Returning to the “let’s pray and save America” theme, Lotz’s epilogue exposes further her misunderstanding of the world itself. “When it comes to our nation, we may think the real battle is with a political leader or a form of government or corporate greed or the purveyors of pornography or the abortionists or radical terrorists or the school board or the city council or whatever obvious, visible enemy we can name. While those are unquestionably real problems, the truth is that they are being manipulated by our adversary,” the devil.
Actually, when it comes to the world, they aren’t simply being “manipulated” by him, they belong to him. Jesus said, in John 8:44, “You are of your father the devil, and your will is to do your father’s desires.” The apostle John reiterated this in 1 John 5:20, “We know that we are from God, and the whole world lies in the power of the evil one.” Based on Scripture, then, it seems likely that the world will behave just about like it is. We probably shouldn’t expect sinners to act like saints.
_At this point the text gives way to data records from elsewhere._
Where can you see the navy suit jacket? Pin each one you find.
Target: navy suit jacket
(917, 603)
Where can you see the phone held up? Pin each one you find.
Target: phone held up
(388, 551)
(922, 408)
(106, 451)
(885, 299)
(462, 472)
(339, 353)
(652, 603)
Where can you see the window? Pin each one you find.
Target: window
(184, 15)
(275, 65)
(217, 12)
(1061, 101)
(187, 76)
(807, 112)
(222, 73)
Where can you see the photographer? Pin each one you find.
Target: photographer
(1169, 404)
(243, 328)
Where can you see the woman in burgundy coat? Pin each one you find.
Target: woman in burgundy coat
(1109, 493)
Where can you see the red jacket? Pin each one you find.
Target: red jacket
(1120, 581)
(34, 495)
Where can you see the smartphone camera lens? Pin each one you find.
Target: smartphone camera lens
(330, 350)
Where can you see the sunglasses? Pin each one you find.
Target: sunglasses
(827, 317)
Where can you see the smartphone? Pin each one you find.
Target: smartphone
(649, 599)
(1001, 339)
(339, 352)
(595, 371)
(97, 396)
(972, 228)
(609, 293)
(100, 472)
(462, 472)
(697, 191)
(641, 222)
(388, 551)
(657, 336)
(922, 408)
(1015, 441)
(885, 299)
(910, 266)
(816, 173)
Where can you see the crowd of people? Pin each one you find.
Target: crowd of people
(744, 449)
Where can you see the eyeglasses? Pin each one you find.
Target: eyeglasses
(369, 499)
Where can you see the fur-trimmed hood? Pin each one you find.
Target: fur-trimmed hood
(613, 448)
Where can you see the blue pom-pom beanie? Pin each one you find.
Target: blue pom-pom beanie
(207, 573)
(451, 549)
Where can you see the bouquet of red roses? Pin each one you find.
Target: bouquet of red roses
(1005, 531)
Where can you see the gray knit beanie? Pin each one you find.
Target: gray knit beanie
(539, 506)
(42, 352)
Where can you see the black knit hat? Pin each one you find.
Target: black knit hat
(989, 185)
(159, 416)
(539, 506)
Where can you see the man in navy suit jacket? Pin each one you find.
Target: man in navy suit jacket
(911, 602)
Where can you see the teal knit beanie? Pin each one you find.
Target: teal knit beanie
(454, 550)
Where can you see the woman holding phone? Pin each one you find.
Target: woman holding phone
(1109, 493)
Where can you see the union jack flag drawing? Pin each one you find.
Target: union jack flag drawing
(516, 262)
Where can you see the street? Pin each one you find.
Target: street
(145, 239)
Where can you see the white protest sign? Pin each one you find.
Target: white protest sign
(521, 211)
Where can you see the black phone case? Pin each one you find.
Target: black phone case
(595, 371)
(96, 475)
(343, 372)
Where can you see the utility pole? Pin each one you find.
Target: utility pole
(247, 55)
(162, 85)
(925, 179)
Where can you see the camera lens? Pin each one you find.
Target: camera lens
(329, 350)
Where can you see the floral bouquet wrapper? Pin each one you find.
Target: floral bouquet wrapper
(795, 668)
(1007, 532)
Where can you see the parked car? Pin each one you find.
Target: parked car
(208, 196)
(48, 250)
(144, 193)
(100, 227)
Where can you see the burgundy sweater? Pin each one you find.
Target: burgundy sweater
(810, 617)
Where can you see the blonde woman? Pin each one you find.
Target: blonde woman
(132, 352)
Here’s the truth about spiritual warfare. It doesn’t happen out there in the world. The world already – temporarily – belongs to the enemy. Instead, spiritual warfare happens in churches. It happens in pews. It even happens in pulpits. It happens every time a false teacher or a false teaching goes unchallenged by believers, allowed to “creep in” the fellowship of Christ’s followers, and tolerated until those once subtle deceptions and falsehoods blossom forth into alleged truth.
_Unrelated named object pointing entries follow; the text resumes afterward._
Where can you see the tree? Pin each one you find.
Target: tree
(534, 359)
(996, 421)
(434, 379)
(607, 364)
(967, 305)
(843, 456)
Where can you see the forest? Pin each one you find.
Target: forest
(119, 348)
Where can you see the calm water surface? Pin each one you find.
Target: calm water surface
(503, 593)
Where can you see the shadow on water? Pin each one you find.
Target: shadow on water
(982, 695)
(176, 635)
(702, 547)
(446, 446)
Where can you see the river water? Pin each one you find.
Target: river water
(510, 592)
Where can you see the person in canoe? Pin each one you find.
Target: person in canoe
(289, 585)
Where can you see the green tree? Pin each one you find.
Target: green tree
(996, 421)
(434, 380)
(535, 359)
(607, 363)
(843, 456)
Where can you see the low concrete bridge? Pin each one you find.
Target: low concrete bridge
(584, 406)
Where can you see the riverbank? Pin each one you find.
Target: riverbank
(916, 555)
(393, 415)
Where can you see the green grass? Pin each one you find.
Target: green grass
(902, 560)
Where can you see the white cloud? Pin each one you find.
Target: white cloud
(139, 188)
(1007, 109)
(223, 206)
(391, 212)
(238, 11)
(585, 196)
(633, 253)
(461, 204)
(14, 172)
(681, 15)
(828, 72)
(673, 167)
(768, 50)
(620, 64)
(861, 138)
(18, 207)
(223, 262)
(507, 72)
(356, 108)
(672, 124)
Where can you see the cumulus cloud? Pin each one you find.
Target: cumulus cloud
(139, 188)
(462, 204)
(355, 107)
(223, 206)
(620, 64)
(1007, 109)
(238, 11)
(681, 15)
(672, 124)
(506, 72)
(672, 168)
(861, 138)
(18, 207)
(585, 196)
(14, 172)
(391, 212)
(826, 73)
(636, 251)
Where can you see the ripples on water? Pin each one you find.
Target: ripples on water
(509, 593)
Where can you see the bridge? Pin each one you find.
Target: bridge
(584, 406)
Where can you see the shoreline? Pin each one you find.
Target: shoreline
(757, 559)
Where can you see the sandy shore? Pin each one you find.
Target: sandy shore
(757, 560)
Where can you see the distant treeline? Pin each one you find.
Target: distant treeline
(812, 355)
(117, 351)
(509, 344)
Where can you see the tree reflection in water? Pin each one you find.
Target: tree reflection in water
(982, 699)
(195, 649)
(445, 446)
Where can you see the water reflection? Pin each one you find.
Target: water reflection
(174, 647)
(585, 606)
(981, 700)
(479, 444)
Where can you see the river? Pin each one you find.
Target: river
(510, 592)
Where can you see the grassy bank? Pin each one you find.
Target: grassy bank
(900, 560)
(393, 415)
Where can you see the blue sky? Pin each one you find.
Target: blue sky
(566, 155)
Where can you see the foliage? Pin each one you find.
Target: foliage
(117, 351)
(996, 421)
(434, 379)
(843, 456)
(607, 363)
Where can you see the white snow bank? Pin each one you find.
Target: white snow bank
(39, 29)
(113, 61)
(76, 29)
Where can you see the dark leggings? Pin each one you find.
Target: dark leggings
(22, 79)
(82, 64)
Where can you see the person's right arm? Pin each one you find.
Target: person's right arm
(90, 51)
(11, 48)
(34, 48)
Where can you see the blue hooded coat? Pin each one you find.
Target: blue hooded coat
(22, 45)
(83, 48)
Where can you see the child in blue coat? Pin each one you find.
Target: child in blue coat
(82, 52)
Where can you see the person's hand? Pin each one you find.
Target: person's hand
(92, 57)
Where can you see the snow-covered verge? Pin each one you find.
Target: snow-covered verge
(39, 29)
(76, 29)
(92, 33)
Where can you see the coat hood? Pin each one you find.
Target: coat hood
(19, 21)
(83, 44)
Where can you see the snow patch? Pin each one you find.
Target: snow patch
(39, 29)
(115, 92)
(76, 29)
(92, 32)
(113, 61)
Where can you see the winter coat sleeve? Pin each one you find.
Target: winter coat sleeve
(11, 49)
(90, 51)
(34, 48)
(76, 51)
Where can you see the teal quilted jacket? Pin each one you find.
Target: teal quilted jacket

This is precisely what the cumulative nonsense of The Daniel Prayer represents. It’s the fruit of falsehoods, born of poor – or no – doctrine or theology, and ought to be utterly rejected by the true church.
This book is an epic of errors and a danger to doctrine. In the words of spiritual warfare, you might consider this false fodder to be a grenade of experiential mysticism, “prove-God” emotionalism, and man-exalting theology tossed at what will be, no doubt, a craving crowd of eager, Biblically-illiterate, discernment-free, contemplative-prone “Christians.”
Please, avoid this book and stay on the narrow path. Read the Bible. Think. And please, please … pray without ceasing. Your prayers may not save America or stop abortion or insure the sanctity of marriage, but they will show your obedience to His Word. Besides, our Father wants to hear YOUR prayer, not Daniel’s. He’s already heard that one.